In beeld: de spitsen van Ajax die na Patrick Kluivert kwamen
Bart Kruyt18 mrt 2014, 07:15
Laatst bijgewerkt: 18 mrt 2014, 07:15
Advertentie
In beeld: de spitsen van Ajax die na Patrick Kluivert kwamen
De zoektocht naar een opvolger voor Patrick Kluivert kon niet slechter beginnen voor Ajax. De Argentijn Ivan Gabrich werd al gehaald toen Kluivert nog in Amsterdam speelde, maar bakte er helemaal niets van. Na een paar maanden zei ploeggenoot Ronald de Boer dat hij nog steeds niet wist of Gabrich nou links- of rechtsbenig was.
Van Froylan Ledezma hebben we niet eens een foto in een Ajax-shirt kunnen vinden en dat zegt wel voldoende. De Costa Ricaan speelde ook geen enkel duel voor Ajax in de Eredivisie.
Shota Arveladze deed het wel aardig in Amsterdam. De aanvaller was vooral in zijn eerste seizoen goed op dreef, met 25 doelpunten, maar dit aantal haalde hij later nooit meer. Arveladze speelde later in zijn loopbaan nog twee seizoenen voor AZ.
Arveladze kreeg bij Ajax concurrentie van de in 1997 nog erg jonge Benni McCarthy, die echter geen basisplaats wist te veroveren en na twee jaar naar Celta de Vigo vertrok. Met FC Porto won de inmiddels gestopte Zuid-Afrikaan in 2005 nog de Champions League.
Net als Benni bleef ook Gerald Sibon maar twee jaar bij Ajax. Hij kwam tot 24 competitiewedstrijden voor de club en wist daarin 4 keer te scoren. Later deed hij het bij sc Heerenveen een stuk beter.
Brutil Hosé maakte op 15 november 1998 zijn debuut in het eerste elftal van Ajax, maar maakte pas een ruim jaar later zijn eerste doelpunt, op 28 november 1999. De aanvaller kon het niveau simpelweg niet aan.
Nikos Machlas schoot bij Vitesse met scherp en in de zomer van 1999 besloot Ajax hem binnen te halen. In het shirt van de Amsterdammers wilde het echter niet lukken met de Griek, die het nog even bij Sevilla probeerde en vervolgens terugkeerde naar zijn vaderland.
Natuurlijk was Rafael van der Vaart geen spits, maar bij gebrek aan beter speelde hij toch redelijk wat wedstrijden voor Ajax in de punt van de aanval.
Ajax betaalde in 2001 bijna negen miljoen euro voor het Zweedse toptalent Zlatan Ibrahimovic, die echter een moeizame start kende. De fans vreesden voor een nieuwe miskoop, maar ’Ibracadabra’ gaf niet op en groeide uiteindelijk uit tot een van de beste spelers van de wereld.

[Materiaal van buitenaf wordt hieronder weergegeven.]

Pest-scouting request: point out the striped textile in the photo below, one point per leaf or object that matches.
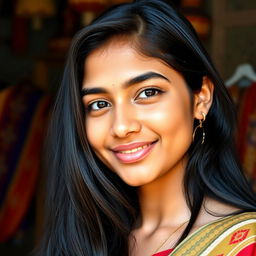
(229, 236)
(23, 117)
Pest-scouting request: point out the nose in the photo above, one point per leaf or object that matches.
(125, 122)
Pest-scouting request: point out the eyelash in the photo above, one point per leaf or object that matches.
(157, 91)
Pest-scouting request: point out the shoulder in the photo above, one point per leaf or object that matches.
(232, 235)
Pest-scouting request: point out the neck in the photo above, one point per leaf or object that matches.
(163, 202)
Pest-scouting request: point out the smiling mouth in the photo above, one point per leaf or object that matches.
(133, 154)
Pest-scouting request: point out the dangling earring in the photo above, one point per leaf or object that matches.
(200, 126)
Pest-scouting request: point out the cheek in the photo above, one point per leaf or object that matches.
(95, 133)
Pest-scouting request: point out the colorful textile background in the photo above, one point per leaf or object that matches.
(23, 119)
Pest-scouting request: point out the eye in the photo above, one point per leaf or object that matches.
(148, 93)
(98, 105)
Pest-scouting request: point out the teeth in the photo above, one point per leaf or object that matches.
(133, 150)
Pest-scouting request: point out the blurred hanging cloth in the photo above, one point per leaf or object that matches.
(23, 119)
(245, 99)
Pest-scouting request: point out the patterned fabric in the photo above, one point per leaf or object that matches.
(229, 236)
(163, 253)
(23, 117)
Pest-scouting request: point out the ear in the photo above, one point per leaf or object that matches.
(203, 98)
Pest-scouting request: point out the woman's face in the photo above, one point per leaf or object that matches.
(139, 116)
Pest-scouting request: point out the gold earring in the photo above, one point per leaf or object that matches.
(200, 126)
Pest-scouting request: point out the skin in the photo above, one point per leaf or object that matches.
(121, 114)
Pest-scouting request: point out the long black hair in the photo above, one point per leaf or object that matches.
(91, 211)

Ibrahimovic kon het in Amsterdam goed vinden met zijn concurrent Achmed ’Mido’ Hossam. De Egyptenaar had ook heel wat talent, maar deed daar een stuk minder mee dan Ibrahimovic.

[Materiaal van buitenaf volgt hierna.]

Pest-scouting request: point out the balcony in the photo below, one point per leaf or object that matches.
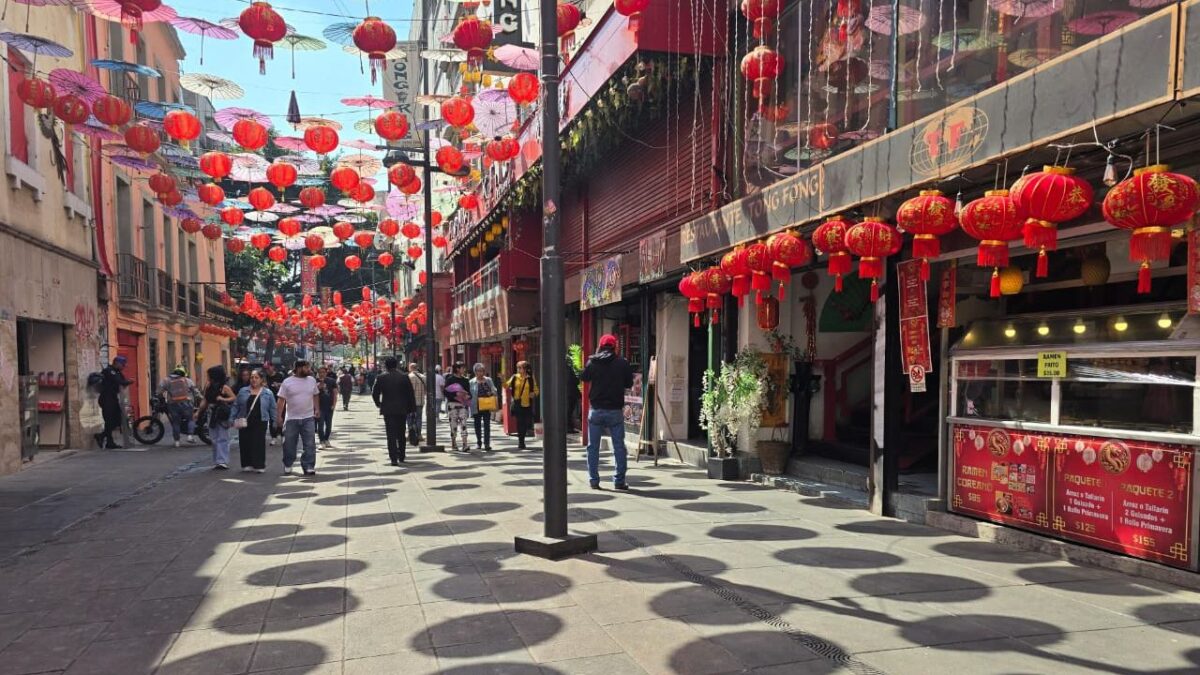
(132, 281)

Jamal Akachar maakte naam als de ’scorende taxichauffeur’. De aanvaller leek op een dood spoor te zitten bij Ajax en speelde bij de zaterdagamateurs, toen Ronald Koeman hem opeens opriep vanwege een spitsenprobleem. Akachar, die op dat moment al aan het werk was gegaan als taxichauffeur, kwam echter niet verder dan een competitieduel voor Ajax 1.

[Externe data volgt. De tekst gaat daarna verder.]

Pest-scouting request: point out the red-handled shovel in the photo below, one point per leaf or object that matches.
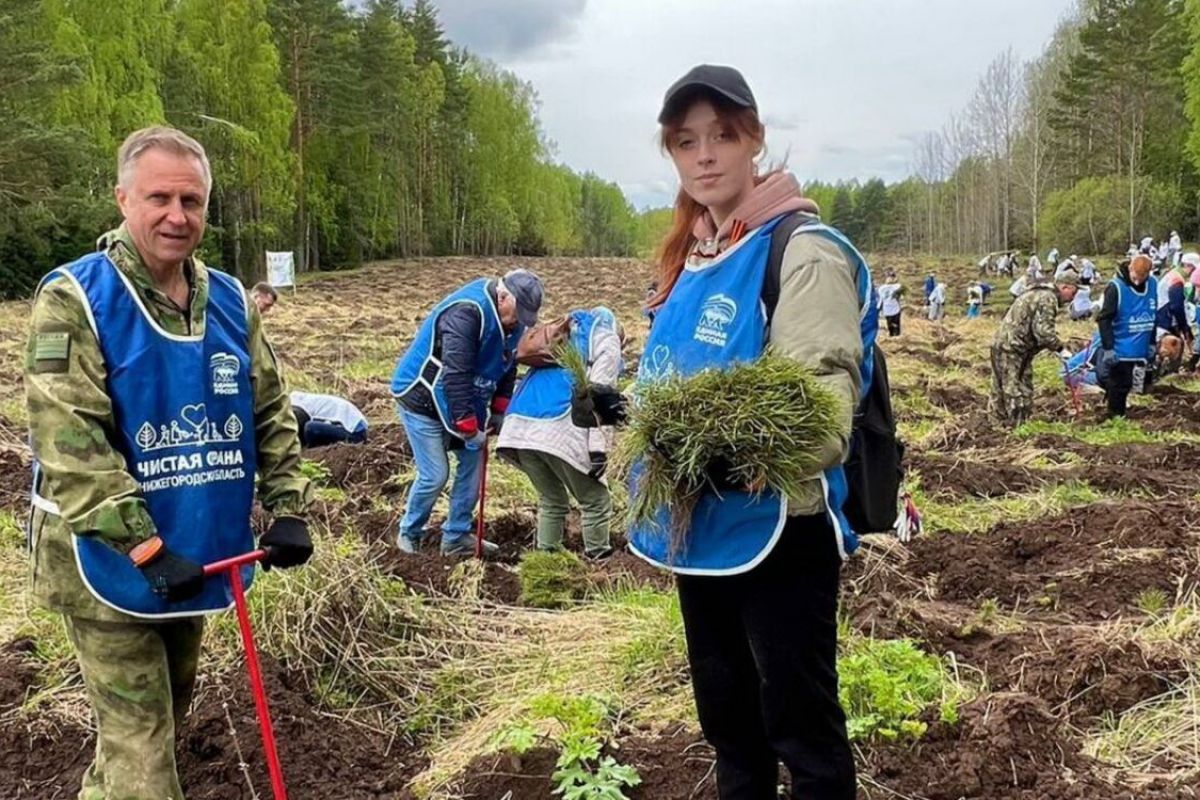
(483, 504)
(233, 566)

Wesley Sonck werd in de zomer van 2003 aangetrokken als opvolger van Mido, maar werd tot zijn eigen frustratie vaak als rechtsbuiten opgesteld. Sonck leek meer een spits voor een 4-4-2-systeem te zijn en slaagde dan ook niet in Amsterdam.
De samenwerking met Nikos Machlas was geen succes, maar in januari 2004 besloot Ajax om het opnieuw te proberen met een Griek: Yannis Anastasiou. Hij werd nooit basisspeler in Amsterdam, maar wist als invaller nog wel een paar keer zijn waarde te bewijzen.
Ryan Babel debuteerde op 1 februari 2004 als centrumspits in de thuiswedstrijd tegen ADO Den Haag in het eerste van Ajax. De Amsterdammer had wel wat weg van Patrick Kluivert, maar belandde al snel op de flank.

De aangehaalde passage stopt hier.